At some point, in fact, it might be asked if bears are a subset of gay culture or simply a culture to themselves. From Ptown, it's pretty clear to me that the "circuit" set, for example, has next to nothing in common with bears and vice versa. Even the leather bars recognize bears as a discrete subculture. The impression of gayness that you get from, say, the New York Times' "Sunday Styles" section, or the excrescent tripe in "Queer As Folk," is light years away from what the bear subculture represents. In this sense, bears might be "post-gay" inasmuch as their fundamental identity is far more complex than any simple expression of their same-sex attraction.
And, as with most developments in gay culture, they could well influence straight culture as well. Bears, after all, are the straight guys in gay culture. Their very ordinariness makes them both more at ease with regular straight guys; but their very ordinariness in some ways is also extremely culturally subversive. Drag queens, after all, are hardly the cutting edge any more. Straight people love their gay people flaming, or easily cordoned off from the straight experience. Bears reveal how increasingly difficult this is. Their masculinity is indistinguishable in many ways from straight male masculinity -- which accounts, in some ways, for their broader invisibility in the culture. They are both more integrated; and yet, by their very equation of regular masculinity with gayness, one of the more radical and transformative gay phenomena out there right now.
But perhaps I'm getting ahead of myself. There's a lovely exchange in the invaluable book "Bears on Bears" that captures some of the weirdness of trying to explain such a natural and cheerful development too abstractly. Rex Wockner, furry gay journalist, is talking to Wayne Hoffman, another Bear follower:
"REX WOCKNER: A few intellectual eastern bears may think it's about subverting the dominant paradigm. Here on the West Coast, it's about sex.
WAYNE HOFFMAN: It's more about ignoring the dominant paradigm than rejecting it actively, in my humble opinion.
REX WOCKNER: It's more about not using words like 'dominant paradigm.'"

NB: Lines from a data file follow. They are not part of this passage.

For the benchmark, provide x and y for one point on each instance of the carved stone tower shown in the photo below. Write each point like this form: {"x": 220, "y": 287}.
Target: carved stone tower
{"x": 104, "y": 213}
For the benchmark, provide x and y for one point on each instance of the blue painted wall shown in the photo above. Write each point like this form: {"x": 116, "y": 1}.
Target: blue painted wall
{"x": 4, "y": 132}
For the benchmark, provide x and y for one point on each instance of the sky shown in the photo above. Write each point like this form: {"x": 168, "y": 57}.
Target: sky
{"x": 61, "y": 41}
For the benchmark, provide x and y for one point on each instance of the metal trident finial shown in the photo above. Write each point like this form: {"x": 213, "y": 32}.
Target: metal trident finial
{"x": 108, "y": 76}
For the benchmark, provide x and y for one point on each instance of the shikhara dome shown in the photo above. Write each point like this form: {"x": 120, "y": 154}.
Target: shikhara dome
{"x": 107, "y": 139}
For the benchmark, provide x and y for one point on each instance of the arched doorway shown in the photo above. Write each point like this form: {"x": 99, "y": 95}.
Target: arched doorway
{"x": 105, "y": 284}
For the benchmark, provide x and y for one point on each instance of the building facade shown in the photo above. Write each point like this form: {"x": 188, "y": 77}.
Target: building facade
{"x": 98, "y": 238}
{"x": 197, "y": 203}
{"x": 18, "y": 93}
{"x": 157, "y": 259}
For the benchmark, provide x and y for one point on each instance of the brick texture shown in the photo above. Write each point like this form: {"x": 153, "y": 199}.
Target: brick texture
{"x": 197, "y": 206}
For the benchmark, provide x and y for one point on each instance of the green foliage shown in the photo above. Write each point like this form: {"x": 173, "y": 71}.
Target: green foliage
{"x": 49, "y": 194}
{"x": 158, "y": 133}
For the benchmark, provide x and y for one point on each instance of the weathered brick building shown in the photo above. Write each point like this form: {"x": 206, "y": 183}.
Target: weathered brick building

I take Rex's point. In some ways, bears represent gay men's long delayed embrace of their own masculinity in its simplest and sexiest form. In other ways, they represent gay men's desire for normalcy, for a world in which their natural state of being men is neither constrained nor tortured nor contrived. In a strange and undemonstrative way, it's therefore a sign of the extraordinary fluidity of a gay male culture that is changing out of all recognition before, perhaps, with accelerating integration, it disappears for good.